Mario Anzuoni / Reuters
The first thing we can agree on is that we all love Tom Hanks.
Forrest Gump? Cast Away? The man is a national treasure. If you're an American and are uneasy about the state of the union, just remember: We got the Grand Canyon, we got the Lincoln Memorial, and we got the Tom Hanks.
Time to take off the rose-colored glasses.
Not everything is perfect, I know that. We almost went to war with North Korea, we are having trouble with the Russians and, who knows, we might end up fighting the Iranians. Still, I don't buy the whole Americans "love war" line. Yes, we believe there are some things worth fighting for. But does that make us war-mongers? No, on the contrary, I think Americans not only don't "love" war, they hate it. And those few who don't, SHOULD. As even Gen. Schwarzkopf said, "Any soldier worth his salt should be antiwar." And that is the second thing we can all agree on.
The third (but certainly not final) thing we can agree on is that we all love "the idea" of America.
And I say "the idea" of America because "the idea" of America and the reality of America are often two very different things...Whether it's a dream or reality, either way, the POINT IS that love for the American-ideal rests first and foremost on the concept of freedom. Whether it is the freedom of religion or press or expression or whatever, freedom runs deep in the American vein. And what that means is, it means having the right to wear a "Dump Trump" shirt or a "MAGA" hat or to boo Kanye West or to applaud Kanye West or to be Liberal or to be a Conservative. And that is something we can all agree on.

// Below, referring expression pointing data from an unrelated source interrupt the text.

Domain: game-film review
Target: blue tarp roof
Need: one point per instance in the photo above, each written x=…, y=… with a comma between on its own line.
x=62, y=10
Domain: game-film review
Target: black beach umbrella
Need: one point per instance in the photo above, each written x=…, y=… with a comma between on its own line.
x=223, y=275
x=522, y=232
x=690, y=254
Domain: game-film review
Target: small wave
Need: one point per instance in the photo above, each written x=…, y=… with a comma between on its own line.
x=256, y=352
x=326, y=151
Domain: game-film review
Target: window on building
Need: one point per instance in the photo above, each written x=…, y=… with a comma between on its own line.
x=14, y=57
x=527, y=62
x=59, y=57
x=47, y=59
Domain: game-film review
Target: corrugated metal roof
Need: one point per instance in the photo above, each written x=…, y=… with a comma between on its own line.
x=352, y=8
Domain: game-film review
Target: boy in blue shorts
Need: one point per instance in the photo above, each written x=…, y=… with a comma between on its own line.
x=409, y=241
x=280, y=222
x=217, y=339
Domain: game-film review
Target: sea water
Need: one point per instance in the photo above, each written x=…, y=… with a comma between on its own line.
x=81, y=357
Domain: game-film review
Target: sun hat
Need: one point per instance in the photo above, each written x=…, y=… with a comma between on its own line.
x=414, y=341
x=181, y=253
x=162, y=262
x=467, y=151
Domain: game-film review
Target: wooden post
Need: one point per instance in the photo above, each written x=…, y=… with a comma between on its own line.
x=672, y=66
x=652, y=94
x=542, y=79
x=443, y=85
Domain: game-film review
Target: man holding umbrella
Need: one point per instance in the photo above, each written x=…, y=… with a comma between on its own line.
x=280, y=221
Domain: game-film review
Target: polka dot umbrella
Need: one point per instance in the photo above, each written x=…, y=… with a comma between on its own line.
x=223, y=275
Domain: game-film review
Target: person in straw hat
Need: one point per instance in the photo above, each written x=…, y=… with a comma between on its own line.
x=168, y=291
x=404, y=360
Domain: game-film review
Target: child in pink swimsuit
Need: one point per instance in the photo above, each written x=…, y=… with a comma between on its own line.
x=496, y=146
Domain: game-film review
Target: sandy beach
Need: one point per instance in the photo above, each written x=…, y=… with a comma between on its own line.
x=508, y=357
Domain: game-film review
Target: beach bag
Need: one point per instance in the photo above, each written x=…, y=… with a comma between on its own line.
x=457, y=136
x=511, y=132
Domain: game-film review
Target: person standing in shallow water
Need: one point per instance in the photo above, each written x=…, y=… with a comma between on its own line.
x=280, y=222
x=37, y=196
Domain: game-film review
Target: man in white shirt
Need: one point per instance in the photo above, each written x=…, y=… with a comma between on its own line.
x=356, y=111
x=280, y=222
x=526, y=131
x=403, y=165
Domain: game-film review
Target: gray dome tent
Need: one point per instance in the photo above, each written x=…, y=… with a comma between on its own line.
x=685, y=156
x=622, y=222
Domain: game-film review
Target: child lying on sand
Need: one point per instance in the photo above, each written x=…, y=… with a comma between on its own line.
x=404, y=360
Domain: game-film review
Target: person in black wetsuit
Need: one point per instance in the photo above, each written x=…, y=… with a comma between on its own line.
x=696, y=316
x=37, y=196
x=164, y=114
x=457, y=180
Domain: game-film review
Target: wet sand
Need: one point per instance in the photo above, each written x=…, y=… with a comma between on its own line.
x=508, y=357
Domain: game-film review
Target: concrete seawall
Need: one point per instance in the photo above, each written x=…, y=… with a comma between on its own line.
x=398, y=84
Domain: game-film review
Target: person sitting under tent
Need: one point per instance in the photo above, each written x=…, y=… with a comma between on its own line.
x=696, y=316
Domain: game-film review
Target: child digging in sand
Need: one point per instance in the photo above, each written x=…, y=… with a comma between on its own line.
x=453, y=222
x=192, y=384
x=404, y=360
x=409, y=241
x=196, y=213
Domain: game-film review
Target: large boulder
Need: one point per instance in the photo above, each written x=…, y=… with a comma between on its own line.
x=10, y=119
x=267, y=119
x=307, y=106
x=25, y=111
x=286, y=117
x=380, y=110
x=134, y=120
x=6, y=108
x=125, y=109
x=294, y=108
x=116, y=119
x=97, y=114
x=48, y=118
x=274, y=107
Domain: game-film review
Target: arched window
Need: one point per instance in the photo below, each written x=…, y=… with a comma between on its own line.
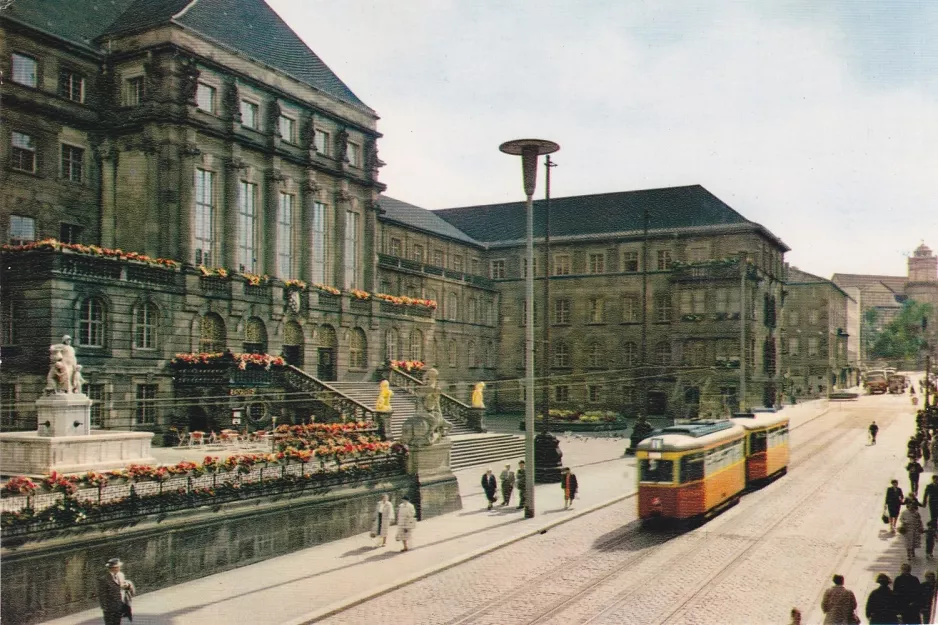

But again, let's be realistic: Not everything is perfect. Lately more than ever, Americans have gotten mired in the muck of tribalization. But it doesn't have to be this way. We CAN change, and we can do it by using empathy and empathy and empathy when we think and when we talk. That may sound, well, ethereal. But it isn't. Empathy is easy-to-use, and it works. All you have to do is remember that everyone in this country is simply trying to do what he or she thinks is best. If you understand that, then you're off to a good start.
Finally, if you are among those fortunate enough to live in the comfort of the U.S., rest easy in the knowledge that no government on Earth is powerful enough to dam the rising tides of the modern world. China and North Korea are, ultimately, doomed. Authoritarian powers will fall and democracy will rise in their place. But that does not mean that the old guard is going to go down without a fight. There will be discomfort and there MAY even be bloodshed.